`/cdn-cgi/trace` endpoint no longer return CORS headers for some domains hosted on Cloudflare
This can be reproduced/validated through
curl https://[domain]/cdn-cgi/trace -I.
Here are some example domains that has its "/cdn-cgi/trace" endpoint returnning the access-control-allow-origin: * heaedr.
- www.cloudflare.com
- cloudflarestream.com
- cloudflaremirrors.com
- pages.dev
- www.npmjs.com
- cf.bing.com
- registry.npmjs.org
- medium.com
- www.loc.gov
- nodejs.org
- chat.openai.com
- www.chess.com
- and many more...
Here are a few example domains that no longer returns the access-control-allow-origin: * heaeder for its "/cdn-cgi/trace" endpoint:
- esm.run
- images.weserv.nl
- wsrv.nl
- use.fontawesome.com
- tailwindcss.com
- I actually have found more...
Is this an intentional change to the Cloudflare internal? If so, will it be deployed more and more domains in the future?

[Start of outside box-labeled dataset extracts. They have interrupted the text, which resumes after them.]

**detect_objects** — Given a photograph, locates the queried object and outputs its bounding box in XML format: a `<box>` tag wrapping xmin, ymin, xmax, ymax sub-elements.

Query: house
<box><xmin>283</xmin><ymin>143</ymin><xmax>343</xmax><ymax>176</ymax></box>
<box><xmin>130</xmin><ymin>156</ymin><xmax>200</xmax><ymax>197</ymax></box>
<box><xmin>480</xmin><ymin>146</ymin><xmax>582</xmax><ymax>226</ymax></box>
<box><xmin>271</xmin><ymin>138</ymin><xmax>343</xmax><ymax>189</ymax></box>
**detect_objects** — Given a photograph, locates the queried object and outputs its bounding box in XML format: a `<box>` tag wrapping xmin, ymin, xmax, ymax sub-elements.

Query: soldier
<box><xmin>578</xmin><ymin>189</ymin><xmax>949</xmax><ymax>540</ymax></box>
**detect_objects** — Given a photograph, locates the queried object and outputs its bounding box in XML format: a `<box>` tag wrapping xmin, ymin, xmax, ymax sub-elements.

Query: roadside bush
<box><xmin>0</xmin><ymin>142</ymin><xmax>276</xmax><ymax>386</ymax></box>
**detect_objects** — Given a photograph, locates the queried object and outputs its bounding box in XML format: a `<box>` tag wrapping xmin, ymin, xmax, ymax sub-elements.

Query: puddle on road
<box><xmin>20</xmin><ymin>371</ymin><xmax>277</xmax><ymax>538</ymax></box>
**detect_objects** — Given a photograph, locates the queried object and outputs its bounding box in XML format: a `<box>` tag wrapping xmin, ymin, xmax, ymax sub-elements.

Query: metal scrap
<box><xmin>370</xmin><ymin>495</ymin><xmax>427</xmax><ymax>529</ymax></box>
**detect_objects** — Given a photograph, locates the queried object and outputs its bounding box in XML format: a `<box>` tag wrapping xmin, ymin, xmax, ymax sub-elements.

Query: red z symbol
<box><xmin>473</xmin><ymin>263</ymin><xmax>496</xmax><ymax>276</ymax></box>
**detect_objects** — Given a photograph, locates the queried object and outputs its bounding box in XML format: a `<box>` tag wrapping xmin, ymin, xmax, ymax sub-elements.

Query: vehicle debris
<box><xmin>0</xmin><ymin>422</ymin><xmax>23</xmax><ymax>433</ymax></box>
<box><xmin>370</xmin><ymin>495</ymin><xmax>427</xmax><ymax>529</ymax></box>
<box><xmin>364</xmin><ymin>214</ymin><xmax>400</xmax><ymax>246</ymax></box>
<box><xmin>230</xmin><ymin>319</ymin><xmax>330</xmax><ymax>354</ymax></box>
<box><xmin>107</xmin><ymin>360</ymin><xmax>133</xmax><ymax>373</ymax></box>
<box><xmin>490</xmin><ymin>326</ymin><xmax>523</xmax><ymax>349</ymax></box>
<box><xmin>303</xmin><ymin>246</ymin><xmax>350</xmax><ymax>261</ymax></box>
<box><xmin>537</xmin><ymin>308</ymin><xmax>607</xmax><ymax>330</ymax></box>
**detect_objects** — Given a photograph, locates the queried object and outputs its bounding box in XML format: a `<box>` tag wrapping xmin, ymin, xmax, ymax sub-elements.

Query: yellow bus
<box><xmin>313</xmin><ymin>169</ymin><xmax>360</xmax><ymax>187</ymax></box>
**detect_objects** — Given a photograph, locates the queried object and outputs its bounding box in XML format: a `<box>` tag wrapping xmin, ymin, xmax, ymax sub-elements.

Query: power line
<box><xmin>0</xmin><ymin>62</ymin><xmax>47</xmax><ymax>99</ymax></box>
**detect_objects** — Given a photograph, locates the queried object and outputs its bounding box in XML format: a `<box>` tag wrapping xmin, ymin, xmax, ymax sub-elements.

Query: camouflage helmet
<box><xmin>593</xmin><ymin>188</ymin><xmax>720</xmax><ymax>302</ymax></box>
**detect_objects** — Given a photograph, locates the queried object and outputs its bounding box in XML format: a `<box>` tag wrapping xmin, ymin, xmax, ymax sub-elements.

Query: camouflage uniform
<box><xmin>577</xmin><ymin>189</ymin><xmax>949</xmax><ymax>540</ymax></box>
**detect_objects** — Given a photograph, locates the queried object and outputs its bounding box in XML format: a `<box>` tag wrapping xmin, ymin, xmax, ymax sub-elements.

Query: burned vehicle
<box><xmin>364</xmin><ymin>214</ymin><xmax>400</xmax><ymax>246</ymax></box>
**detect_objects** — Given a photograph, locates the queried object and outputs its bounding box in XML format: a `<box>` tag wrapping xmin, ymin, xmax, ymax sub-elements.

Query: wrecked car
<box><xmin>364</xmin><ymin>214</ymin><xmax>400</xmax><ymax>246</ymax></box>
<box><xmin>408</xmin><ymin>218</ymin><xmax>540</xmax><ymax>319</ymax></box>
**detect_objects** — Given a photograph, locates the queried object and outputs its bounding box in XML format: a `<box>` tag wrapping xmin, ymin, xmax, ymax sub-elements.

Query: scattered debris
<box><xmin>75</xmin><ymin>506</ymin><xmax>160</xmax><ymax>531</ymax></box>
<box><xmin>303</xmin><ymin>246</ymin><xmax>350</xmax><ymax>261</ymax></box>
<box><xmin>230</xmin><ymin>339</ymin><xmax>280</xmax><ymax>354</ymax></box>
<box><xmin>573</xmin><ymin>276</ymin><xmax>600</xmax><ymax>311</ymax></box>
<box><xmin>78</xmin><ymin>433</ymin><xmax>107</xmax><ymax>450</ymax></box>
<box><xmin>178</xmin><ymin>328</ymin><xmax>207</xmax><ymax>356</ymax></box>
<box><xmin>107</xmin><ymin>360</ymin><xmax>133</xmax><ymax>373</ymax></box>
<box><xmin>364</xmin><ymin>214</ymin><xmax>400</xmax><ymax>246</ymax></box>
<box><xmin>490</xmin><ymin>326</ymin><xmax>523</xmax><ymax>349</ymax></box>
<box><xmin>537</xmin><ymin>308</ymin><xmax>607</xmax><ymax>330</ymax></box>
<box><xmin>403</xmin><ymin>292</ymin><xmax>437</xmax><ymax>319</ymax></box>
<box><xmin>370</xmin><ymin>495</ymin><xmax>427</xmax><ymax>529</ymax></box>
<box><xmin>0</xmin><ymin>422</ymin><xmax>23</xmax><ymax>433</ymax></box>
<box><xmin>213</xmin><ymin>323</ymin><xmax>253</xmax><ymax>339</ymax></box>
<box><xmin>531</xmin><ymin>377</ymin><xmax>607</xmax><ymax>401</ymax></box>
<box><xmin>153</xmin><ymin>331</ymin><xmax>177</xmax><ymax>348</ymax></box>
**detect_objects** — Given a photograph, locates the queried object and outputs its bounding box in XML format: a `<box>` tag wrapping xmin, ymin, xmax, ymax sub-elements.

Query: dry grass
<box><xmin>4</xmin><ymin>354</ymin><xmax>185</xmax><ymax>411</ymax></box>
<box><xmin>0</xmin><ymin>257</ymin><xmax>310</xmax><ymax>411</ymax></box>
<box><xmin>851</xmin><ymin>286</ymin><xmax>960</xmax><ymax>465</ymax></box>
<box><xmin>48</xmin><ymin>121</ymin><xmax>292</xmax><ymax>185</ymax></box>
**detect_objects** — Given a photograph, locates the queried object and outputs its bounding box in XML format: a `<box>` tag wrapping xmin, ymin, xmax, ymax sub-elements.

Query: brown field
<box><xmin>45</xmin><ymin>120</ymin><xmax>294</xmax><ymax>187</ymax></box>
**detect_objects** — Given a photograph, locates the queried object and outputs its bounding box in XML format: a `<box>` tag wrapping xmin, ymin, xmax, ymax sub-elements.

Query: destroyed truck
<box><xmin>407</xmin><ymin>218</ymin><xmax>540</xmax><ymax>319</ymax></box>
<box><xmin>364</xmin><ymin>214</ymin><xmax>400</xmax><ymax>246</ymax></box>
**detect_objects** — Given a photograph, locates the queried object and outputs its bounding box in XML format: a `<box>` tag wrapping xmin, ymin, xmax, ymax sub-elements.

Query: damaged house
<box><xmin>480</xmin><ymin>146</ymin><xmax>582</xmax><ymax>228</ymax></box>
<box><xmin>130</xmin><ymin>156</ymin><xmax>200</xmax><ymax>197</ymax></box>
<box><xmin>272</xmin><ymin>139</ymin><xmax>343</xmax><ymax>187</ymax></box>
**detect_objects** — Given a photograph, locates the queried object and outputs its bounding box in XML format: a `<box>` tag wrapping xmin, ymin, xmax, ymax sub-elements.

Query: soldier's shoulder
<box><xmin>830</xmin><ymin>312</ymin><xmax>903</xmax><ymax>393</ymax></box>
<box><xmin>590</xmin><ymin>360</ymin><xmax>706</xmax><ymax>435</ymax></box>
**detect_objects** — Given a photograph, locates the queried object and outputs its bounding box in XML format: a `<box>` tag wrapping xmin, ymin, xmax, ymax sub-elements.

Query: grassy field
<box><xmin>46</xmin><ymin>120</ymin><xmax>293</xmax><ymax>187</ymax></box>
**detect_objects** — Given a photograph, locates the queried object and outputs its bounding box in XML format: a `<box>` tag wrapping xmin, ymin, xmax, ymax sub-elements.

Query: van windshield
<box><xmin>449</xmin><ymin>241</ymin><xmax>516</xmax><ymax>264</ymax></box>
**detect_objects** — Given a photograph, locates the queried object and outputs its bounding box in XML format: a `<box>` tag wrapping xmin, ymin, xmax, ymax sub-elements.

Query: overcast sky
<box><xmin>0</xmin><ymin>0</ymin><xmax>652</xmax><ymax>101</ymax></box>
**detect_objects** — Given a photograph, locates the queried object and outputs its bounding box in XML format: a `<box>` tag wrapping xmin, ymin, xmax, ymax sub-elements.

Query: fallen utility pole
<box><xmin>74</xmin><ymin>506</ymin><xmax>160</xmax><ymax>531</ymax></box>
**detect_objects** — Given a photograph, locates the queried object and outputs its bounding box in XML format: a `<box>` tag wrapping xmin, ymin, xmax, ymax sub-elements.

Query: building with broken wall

Or is it configurable with dashboard/API? If so, is it possible for site owners to toggle this?
Will cdn-cgi/trace endpoint be affected by configured transform rules (like adding static response header?)?1 Reply
It seems that
https://tailwindcss.com/cdn-cgi/trace starts to send CORS header again, but https://wsrv.nl/cdn-cgi/trace, https://use.fontawesome.com/cdn-cgi/trace, https://esm.run/cdn-cgi/trace, and more are still don't.
Thanks! Would you like to share few insights on this~?